ME and my sister

“@ dayofthedog

I guess that depends on ones viewpoint of a 'benefit junkie' I am fairly certain that 99.9% of today's pensioner would strongly disagree with your disgraceful slur upon them and upon myself.

I have reached the statutory retirement age and consequently draw my retirement pension and all other benefits that accrue due to this .... I have paid taxes, National Insurance and other contributory deductions throughout my working life, as such I am entitled to do so based upon my own contributory record. I also have a 100% contribution record for my pension :)

I don't think this qualifies as a 'benefit junkie' in the terms you attempt to imply

by dayofthedog Monday, September 17 2012, 11:18AM
"If you cant be constructive and factual in your crass remarks then STFU .....

Thanks Karen, much love.

PS - Is it not true that you are a 'benefits junkie''?"”

“If you cant be constructive and factual in your crass remarks then STFU .....

Thanks Karen, much love.

PS - Is it not true that you are a 'benefits junkie''?”
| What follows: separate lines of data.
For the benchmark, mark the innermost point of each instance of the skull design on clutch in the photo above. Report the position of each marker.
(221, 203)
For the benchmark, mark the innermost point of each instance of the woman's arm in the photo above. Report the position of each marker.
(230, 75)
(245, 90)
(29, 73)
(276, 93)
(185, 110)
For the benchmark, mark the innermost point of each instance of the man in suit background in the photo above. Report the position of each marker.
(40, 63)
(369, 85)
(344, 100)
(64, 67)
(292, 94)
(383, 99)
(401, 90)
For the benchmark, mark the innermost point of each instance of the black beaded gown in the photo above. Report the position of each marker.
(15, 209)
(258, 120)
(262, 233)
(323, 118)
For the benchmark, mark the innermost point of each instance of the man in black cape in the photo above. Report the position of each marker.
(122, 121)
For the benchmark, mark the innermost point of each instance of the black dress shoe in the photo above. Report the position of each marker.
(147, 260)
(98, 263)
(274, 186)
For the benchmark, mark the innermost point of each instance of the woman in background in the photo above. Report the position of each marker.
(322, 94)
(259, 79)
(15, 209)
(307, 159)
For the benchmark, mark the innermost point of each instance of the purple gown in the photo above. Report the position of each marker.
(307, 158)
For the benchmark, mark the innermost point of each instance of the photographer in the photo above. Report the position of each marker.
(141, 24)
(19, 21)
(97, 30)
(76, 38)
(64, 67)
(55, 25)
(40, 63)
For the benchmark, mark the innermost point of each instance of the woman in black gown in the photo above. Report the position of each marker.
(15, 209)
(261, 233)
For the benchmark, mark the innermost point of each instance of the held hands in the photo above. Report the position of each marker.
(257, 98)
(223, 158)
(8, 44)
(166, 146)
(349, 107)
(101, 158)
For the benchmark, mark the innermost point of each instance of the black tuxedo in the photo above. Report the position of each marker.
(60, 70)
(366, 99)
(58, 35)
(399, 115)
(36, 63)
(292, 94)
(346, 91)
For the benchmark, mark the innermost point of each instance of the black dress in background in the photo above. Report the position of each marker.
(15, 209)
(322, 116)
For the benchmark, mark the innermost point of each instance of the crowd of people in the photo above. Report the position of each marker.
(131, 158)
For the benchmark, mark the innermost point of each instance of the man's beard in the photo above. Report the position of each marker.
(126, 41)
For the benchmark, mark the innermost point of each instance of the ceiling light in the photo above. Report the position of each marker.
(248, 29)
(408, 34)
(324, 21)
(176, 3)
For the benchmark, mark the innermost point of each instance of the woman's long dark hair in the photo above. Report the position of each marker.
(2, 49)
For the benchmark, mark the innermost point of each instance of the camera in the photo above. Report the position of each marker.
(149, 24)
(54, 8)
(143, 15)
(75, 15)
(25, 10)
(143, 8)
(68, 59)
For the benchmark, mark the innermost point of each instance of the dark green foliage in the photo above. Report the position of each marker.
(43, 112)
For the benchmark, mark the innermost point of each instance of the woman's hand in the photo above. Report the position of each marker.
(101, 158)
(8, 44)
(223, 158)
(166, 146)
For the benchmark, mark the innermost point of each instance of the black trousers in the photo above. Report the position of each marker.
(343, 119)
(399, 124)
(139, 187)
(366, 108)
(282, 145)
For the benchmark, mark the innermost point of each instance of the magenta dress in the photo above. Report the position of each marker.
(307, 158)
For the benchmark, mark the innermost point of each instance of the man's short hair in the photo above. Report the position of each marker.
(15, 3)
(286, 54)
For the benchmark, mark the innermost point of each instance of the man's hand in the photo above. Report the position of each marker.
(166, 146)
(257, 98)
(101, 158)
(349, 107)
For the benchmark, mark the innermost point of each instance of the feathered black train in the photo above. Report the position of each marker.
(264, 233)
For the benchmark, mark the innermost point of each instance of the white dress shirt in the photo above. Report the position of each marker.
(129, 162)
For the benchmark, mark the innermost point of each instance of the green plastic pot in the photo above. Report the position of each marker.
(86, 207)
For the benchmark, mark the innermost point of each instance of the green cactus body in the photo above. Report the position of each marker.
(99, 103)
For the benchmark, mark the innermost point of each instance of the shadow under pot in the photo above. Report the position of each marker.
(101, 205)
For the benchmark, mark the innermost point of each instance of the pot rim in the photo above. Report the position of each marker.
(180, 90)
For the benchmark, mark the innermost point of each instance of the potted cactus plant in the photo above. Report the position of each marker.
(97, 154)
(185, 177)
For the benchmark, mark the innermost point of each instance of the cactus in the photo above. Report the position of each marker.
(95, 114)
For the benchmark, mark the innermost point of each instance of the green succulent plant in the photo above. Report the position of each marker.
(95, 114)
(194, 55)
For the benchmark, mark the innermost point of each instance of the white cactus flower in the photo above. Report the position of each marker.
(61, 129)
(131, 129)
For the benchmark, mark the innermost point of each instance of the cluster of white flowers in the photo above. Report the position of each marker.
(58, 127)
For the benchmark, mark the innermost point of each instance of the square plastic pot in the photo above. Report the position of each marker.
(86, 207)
“The paediatric CFS service run by Dr Esther Crawley in Bath she runs a clinic at Frenchey too has been a great help for my son who has had CFS for 8 years.”

“@margemily,

Thank you for the tip. I'll definitely look into it. I, too, am not as severely affected as some others on the site; what I failed to add in my comment was that it took four years of total mismanagement and a severe relapse to be taken seriously by family members, even some doctors - by which time it was essentially too late - this relapse has set me back years.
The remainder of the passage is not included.